The biggest challenge faced by the network is getting the word out to as many people as possible. Though the network does have general outreach materials, each hub also produces a neighborhood-specific outreach plan and related materials, primarily because each has it’s own focus for a potential disaster. For example the Shilshole Hub covers a lot of live-aboard people, so their materials focus on emergency response within a marine context, while Queen Anne can be shut down by ice storms. The hubs have used tables at summer festivals, as well as presentations to civic and social organizations to get the message out. So far they have had over 200 people involved in drills. The West Seattle Be Prepared Facebook page has over 500 followers. Readers of this article can help to spread the word by sharing it via social media.
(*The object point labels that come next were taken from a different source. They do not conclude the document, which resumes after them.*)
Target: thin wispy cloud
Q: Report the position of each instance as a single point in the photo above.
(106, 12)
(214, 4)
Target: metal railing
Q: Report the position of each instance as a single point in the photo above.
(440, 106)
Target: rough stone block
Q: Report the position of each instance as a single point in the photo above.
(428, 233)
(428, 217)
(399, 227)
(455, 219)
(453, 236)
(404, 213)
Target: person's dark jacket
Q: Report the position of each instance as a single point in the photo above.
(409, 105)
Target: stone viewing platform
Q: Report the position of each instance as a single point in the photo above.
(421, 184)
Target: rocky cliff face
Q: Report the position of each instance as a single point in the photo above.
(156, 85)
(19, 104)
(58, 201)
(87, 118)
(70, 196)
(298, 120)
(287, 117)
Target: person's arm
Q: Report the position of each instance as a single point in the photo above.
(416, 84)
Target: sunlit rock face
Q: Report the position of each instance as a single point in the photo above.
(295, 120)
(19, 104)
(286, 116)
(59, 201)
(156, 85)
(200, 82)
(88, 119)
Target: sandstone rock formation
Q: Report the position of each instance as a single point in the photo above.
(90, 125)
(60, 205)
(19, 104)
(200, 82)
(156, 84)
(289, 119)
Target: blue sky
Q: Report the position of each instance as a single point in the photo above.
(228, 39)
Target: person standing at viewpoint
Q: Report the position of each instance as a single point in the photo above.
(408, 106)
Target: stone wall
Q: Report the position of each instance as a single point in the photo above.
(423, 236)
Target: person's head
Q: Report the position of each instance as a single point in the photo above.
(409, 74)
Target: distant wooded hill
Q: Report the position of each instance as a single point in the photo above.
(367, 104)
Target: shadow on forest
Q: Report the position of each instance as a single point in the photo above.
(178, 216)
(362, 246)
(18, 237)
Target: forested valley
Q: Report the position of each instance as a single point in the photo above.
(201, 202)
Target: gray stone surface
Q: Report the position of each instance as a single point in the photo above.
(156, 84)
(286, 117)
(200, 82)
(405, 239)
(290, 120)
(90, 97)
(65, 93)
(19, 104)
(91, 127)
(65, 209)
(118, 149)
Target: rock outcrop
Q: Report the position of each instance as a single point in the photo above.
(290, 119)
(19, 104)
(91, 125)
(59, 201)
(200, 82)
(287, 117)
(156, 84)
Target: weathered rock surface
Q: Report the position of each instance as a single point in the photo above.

There are still areas where hubs need to be developed, most notably Belltown, Downtown, South Lake Union and Eastlake. These areas have been hard to organize because of largely high-rise neighborhoods with little existing community infrastructure. And yes, the network wants more volunteers.
More information about hubs, including contact information, is available here on the City of Seattle's website. The Hub network recently began a weekly, live cast podcast via Google hangouts and IRC Chat at 7 p.m. on Tuesdays. The podcast is subsequently posted to a YouTube channel. (Details and access to the podcast are also available at seattleneighborhoodcrier.org.)
Are we ready? More so than we once were but there's more for us to do to prepare to be our own first-responders.